After reading the piece on Lise Ouellette this morning in the TJ it got me back on theme I have written about before – what is a Tory in New Brunswick?
It seems to me that a fundamental opportunity would be for the Tories to take up the empowerment of local regions within New Brunswick mantle – a la the Finn Report but I have heard many Tories argue against the principles of that report.
David Cameron got elected talking about transforming the way government is done in the U.K. by pushing decision making and authority down to the local/regional level.
The argument in New Brunswick has always been that we are ‘too small’ and you can’t have all that ‘duplication’ and that is why – take a stab at it – 95% of all government decision making is done in Fredericton. Even municipal funding is primarily controlled by the province.
A city manager of one of the big three municipalities in the province once told me he hadn’t seen a single official from the provincial department overseeing local government in three years. I won’t say which city or which government but I think you get the point.
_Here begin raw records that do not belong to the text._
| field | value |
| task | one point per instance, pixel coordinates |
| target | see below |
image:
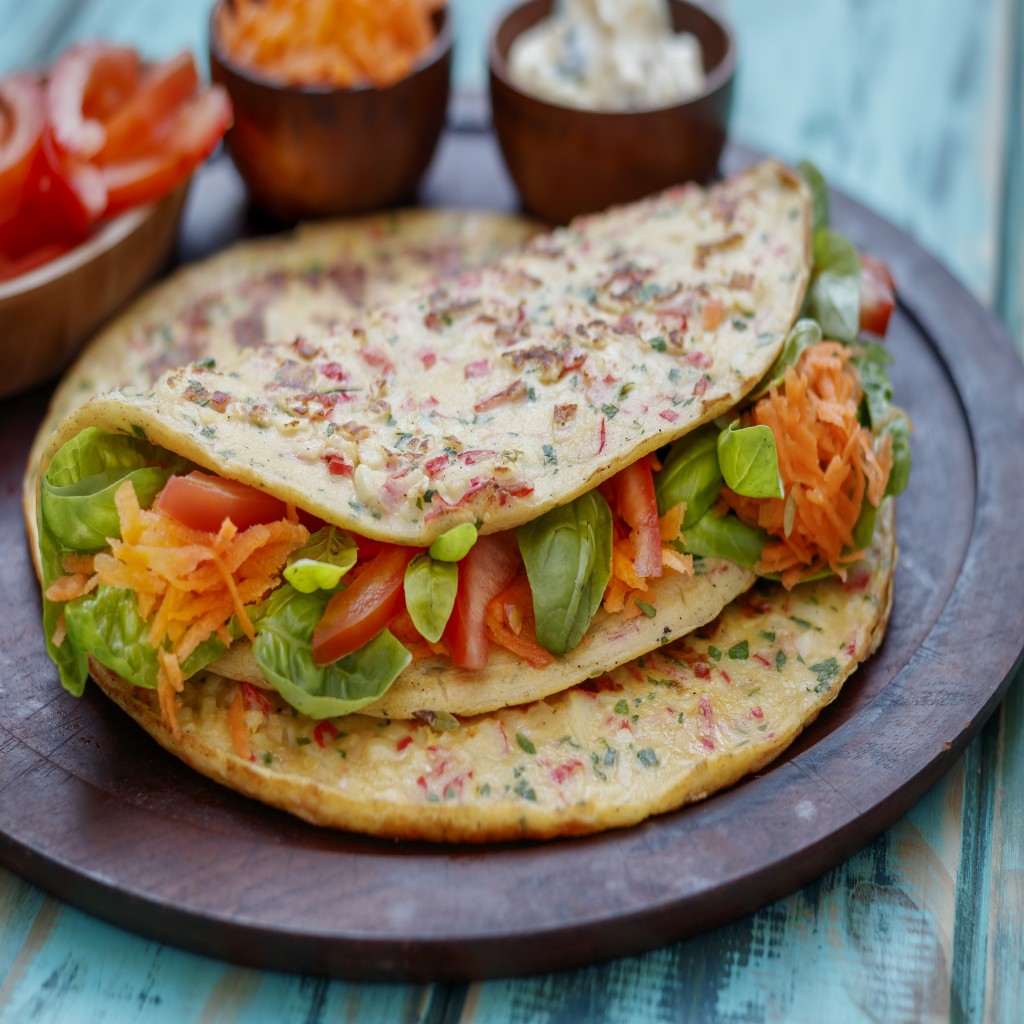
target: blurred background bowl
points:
(321, 151)
(47, 313)
(566, 161)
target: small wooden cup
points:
(321, 151)
(566, 161)
(46, 313)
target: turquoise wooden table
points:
(914, 108)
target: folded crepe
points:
(572, 444)
(681, 723)
(496, 403)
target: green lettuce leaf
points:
(834, 296)
(283, 649)
(430, 590)
(567, 552)
(749, 461)
(108, 625)
(329, 554)
(726, 537)
(691, 474)
(77, 515)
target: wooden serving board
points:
(92, 810)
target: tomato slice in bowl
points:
(87, 84)
(163, 88)
(23, 116)
(491, 565)
(179, 144)
(354, 615)
(204, 502)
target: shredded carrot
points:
(188, 584)
(238, 727)
(170, 682)
(671, 524)
(827, 463)
(511, 624)
(69, 587)
(329, 42)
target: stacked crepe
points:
(535, 471)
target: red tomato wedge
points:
(180, 143)
(491, 565)
(60, 201)
(204, 502)
(878, 297)
(88, 83)
(354, 615)
(163, 89)
(634, 487)
(23, 115)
While that seems like a relevant point – that scale matters and that is why everything is done in Fredericton – the reality is that people live in communities. Economic development happens in communities. Schools are in communities. Hospitals are in communities.
When I went on my cross province interview tour last year for a project I was struck by just how quick everyone from Saint John to San Quentin was quick to blame Fredericton (and secondarily Ottawa) for their problems. It seemed to me that it has become easy and convenient to do this.
I’d like to see the Finn Report debated, maybe tweaked and then brought into power. What do we have to lose? When the county system of government was scrapped back in the 1960s, Northern New Brunswick’s population was growing at a healthy rate. Now it’s in fairly steep decline. We have equalized government service delivery, yes, teachers in Tracadie now make as much (within a range) as teachers in Moncton but we have extracted any control over the destiny out of these areas and placed it in Fredericton.
The hope is that a beneficent leader will come along and save us (whomever us is).
I think it is worth a try. I don’t want a situation where the government sets the Acadian Peninsula apart like a seperate administrative district such as Northern Ireland. We still need the horsepower and capacity of the provincial government in Fredericton to work for all areas of New Brunswick.
But we need to find a way to have the local community put skin in the game. They need to feel like they own it and they have some control over their destiny.
And I think that’s at least partially the message of Lise Ouellette.